Before running a PCA, one of the first things you will need to do is to determine whether there is any relationship among the variables you want to include in a PCA.  If the variables are not related then there’s no reason to run a PCA.  The data that we will be working with is a sample dataset that contains the 1988 Olympic decathlon results for 33 athletes.  The variables are as follows:

athlete:  sequential ID number
r100m:  time it took to run 100m
longjump:  distance attained in the Long Jump event
shotput:  distance reached with ShotPut
highjump:  height reached in the High Jump event
r400m: time it took to run 400m
h110m:  time it took to run 110m of hurdles
discus:  distance reached with Discus
polevlt:  height reached in the Pole Vault event
javelin:  distance reached with the Javelin
r1500m:  time it took to run 1500m

Let’s start with a PROC CORR to review the relationships among the variables.

Proc corr data=olympic88;
Run;

By reviewing the output found here,  we can see that there are a number of significant relationships suggesting that a PCA will be a valuable method of reducing our data from 10 variables to 2 or 3 components.

There are a few different PROCedures available in SAS to conduct a PCA.  My preferred PROC is PRINCOMP – short for principal components.  Let’s start with the basic syntax:

Proc princomp data=olympic88;
var r100m longjump shotput highjump r400m h110m discus polevlt javelin                    r1500m;
Run;

The output starts with the same correlation matrix we created using the PROC CORR.  Although you’ll notice that there are no p-values available here.  Although we see the correlations we do not know whether they are significantly different from 0 or not.  We also have the Simple Statistics available – Means and Standard Deviations.

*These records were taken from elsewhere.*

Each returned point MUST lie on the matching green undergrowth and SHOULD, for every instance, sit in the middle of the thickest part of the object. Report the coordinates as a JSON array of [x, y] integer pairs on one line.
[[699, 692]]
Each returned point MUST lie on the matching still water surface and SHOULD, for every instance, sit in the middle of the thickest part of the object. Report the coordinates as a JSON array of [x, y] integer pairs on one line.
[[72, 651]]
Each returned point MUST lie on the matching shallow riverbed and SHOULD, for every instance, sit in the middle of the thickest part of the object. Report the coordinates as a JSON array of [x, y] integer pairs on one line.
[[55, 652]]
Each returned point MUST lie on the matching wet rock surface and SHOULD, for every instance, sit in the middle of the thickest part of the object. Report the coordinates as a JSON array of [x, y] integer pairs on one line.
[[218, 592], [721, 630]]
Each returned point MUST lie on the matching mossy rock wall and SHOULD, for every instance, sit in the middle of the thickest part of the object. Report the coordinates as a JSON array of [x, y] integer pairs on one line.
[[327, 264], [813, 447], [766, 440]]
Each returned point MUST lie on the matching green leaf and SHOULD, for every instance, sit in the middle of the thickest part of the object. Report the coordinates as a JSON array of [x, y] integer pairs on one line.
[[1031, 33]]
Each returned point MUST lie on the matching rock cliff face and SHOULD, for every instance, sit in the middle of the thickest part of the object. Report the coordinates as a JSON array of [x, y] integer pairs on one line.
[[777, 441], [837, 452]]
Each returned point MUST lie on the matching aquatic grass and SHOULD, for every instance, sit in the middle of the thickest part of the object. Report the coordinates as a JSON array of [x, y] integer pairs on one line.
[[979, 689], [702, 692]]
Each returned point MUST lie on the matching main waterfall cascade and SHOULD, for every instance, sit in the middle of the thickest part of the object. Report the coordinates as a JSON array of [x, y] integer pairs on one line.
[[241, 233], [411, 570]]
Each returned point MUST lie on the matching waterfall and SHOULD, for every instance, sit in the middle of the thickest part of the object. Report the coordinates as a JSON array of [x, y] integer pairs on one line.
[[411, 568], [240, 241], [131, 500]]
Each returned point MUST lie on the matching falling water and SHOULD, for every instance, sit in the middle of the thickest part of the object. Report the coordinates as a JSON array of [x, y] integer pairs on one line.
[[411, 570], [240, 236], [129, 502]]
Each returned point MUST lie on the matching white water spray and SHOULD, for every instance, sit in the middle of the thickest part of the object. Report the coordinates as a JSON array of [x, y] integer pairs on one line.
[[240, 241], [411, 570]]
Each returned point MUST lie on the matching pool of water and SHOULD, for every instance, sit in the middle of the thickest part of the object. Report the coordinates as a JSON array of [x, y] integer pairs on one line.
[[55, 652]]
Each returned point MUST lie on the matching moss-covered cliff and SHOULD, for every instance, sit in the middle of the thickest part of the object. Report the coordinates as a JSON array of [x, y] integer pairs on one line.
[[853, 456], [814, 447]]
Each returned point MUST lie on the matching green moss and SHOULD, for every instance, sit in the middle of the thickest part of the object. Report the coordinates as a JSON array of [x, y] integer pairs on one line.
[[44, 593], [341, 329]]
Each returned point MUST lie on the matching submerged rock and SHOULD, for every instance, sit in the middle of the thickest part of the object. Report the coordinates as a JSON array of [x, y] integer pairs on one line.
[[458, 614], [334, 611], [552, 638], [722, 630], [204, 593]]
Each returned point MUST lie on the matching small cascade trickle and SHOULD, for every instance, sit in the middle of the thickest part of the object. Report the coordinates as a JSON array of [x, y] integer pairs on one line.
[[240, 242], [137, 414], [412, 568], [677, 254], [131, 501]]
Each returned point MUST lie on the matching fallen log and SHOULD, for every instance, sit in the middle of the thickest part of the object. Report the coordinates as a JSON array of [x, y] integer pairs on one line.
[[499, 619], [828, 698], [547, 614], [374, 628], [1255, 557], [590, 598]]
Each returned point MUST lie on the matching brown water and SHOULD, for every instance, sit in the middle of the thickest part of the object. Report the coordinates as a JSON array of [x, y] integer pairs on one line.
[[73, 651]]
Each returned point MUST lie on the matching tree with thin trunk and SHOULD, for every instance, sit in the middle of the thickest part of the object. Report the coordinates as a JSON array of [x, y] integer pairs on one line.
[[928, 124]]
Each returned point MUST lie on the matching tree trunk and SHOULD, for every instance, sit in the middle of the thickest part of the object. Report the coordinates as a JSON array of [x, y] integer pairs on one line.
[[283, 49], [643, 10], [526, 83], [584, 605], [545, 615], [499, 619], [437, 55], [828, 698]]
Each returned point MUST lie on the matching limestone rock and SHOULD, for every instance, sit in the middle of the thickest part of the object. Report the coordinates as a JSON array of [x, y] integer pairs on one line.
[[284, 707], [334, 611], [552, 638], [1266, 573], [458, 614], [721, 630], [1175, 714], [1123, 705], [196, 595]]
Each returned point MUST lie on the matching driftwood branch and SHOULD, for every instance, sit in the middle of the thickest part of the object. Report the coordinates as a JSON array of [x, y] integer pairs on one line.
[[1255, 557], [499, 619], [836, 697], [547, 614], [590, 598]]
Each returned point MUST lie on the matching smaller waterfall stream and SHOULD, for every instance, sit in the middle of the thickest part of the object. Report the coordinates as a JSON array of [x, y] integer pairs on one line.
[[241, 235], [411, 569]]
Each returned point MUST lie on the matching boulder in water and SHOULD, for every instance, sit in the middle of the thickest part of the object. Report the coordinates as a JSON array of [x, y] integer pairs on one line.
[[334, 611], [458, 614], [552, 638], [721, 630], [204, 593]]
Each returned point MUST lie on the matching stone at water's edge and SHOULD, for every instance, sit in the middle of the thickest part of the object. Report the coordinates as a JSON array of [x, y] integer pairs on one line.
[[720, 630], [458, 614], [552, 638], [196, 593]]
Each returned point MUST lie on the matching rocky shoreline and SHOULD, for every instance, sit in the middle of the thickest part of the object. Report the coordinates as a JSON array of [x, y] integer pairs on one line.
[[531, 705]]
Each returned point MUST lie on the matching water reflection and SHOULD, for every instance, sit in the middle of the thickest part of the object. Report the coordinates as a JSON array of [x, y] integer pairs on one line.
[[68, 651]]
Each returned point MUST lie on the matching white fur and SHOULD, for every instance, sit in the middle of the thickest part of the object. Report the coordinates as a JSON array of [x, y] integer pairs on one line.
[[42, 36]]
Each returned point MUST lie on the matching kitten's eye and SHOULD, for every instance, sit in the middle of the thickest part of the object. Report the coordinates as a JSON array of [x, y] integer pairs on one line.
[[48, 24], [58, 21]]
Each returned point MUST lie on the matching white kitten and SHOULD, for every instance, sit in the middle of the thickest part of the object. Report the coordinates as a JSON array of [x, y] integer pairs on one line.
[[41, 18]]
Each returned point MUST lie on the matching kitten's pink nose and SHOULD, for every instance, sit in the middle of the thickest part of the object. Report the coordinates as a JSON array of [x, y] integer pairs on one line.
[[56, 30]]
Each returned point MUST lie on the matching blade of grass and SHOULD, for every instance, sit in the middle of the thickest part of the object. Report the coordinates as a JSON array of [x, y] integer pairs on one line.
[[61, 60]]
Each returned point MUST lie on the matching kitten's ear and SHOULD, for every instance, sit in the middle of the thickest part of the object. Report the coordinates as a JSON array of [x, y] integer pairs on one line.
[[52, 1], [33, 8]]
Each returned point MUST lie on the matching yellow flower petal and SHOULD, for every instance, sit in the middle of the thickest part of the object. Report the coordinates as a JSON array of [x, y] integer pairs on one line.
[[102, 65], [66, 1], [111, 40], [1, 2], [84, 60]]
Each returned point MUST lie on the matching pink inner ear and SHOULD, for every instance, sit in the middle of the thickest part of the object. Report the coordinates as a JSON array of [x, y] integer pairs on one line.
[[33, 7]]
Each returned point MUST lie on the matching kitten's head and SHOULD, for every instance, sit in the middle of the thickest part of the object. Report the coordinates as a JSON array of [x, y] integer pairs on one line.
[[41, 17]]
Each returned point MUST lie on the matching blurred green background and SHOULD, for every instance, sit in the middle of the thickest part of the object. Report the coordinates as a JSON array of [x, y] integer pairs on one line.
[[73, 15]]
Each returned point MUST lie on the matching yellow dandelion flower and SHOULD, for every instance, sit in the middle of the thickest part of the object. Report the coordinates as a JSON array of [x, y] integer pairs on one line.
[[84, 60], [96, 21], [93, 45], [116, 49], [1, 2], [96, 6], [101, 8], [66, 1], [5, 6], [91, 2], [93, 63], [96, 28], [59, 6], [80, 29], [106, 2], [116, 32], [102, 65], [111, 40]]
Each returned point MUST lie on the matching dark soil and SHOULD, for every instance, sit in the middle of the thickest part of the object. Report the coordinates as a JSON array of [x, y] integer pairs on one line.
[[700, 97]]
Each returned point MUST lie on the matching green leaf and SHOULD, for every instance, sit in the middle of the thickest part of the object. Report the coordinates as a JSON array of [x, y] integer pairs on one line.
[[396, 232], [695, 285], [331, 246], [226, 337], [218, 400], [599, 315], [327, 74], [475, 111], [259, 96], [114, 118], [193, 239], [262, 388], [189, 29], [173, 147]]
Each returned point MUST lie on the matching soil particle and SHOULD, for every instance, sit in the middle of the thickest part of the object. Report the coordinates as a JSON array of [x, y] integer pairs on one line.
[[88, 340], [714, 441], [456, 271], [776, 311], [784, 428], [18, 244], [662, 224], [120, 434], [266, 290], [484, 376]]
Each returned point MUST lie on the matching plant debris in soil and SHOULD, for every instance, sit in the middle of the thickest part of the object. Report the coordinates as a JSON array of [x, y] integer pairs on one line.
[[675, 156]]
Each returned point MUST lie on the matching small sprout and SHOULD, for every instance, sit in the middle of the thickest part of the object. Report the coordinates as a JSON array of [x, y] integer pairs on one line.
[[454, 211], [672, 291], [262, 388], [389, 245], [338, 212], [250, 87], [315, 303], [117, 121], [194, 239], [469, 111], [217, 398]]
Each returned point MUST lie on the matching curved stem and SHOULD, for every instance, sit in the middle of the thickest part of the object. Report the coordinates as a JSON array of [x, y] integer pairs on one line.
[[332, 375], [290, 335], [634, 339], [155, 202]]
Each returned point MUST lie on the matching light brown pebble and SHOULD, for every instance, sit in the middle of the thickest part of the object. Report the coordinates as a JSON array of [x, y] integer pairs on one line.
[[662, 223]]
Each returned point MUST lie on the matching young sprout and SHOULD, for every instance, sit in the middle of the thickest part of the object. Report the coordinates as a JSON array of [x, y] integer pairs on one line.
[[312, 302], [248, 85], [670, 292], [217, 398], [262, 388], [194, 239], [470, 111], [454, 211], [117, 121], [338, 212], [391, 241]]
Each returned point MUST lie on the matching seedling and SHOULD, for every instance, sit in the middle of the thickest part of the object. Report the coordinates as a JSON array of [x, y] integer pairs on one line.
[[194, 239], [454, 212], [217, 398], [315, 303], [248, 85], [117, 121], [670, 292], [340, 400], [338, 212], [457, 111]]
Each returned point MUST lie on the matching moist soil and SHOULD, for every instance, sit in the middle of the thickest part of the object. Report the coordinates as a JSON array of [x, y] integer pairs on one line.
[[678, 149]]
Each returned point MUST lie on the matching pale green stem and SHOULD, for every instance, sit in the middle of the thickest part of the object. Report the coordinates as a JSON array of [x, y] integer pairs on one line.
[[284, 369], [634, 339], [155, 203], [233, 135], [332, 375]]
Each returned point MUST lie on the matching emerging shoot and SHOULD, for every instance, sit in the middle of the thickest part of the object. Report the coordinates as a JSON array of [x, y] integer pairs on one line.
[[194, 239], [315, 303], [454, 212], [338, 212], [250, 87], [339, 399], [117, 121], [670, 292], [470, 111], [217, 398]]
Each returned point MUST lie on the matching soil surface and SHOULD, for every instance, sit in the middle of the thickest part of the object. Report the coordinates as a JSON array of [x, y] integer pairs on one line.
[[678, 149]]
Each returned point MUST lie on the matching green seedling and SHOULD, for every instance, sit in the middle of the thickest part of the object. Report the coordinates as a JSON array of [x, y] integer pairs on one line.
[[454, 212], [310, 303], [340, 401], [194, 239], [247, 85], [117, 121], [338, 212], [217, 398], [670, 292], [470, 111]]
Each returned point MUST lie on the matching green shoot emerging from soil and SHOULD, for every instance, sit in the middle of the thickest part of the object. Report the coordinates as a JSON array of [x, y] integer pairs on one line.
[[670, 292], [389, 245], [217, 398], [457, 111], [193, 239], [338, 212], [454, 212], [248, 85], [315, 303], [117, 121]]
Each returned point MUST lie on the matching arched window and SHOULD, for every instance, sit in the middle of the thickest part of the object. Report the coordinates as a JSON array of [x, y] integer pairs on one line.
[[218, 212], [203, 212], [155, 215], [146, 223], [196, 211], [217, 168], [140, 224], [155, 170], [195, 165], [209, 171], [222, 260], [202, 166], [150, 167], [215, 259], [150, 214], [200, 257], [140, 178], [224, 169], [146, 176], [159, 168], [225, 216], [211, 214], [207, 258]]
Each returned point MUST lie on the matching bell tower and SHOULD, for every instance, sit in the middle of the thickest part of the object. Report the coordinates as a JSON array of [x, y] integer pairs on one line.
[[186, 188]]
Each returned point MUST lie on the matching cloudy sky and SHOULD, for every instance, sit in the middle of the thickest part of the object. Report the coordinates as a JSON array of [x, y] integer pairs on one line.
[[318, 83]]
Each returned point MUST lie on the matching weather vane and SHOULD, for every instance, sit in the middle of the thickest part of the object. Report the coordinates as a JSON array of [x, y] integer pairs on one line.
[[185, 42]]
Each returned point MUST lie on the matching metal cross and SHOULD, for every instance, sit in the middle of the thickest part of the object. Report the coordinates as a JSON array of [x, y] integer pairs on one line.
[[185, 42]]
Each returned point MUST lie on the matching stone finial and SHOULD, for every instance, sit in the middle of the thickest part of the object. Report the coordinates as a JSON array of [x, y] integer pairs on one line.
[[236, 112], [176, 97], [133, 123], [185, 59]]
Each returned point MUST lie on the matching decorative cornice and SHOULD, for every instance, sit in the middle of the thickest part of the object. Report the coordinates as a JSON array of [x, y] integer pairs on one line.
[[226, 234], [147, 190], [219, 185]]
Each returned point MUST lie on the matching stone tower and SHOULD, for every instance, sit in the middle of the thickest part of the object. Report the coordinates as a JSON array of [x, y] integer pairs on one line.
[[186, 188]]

Our next table is a table of the eigenvalues for each component.  So let’s step back and talk about what this analysis is really doing for us.

Imagine my cloud of data – throw all the data in the air – there is variation due to the different events and there is variation within each event attributed to the performance of the different athletes.  Our goal with PCA is to reduce our data from the 10 events down to 2 or 3 components that represent these 10 variables (events).  Back to my cloud of data – PCA will draw a line through all the data that explains the most variation possible with that one line – or arrow if you want to visualize this.  That will be the first component.  PCA analysis will then go back to the cloud of data and draw a second line through the data that explains the next “most” variation – 2nd component, and it will continue to do this until there is no variation left.  If you have 10 variables, you will have 10 components to explain all the variation.  Each component explains a different amount of variation.  The first will explain the most, the second lesser, and so on.  PCA will provide you with eigenvalues which are translated to an amount of variation.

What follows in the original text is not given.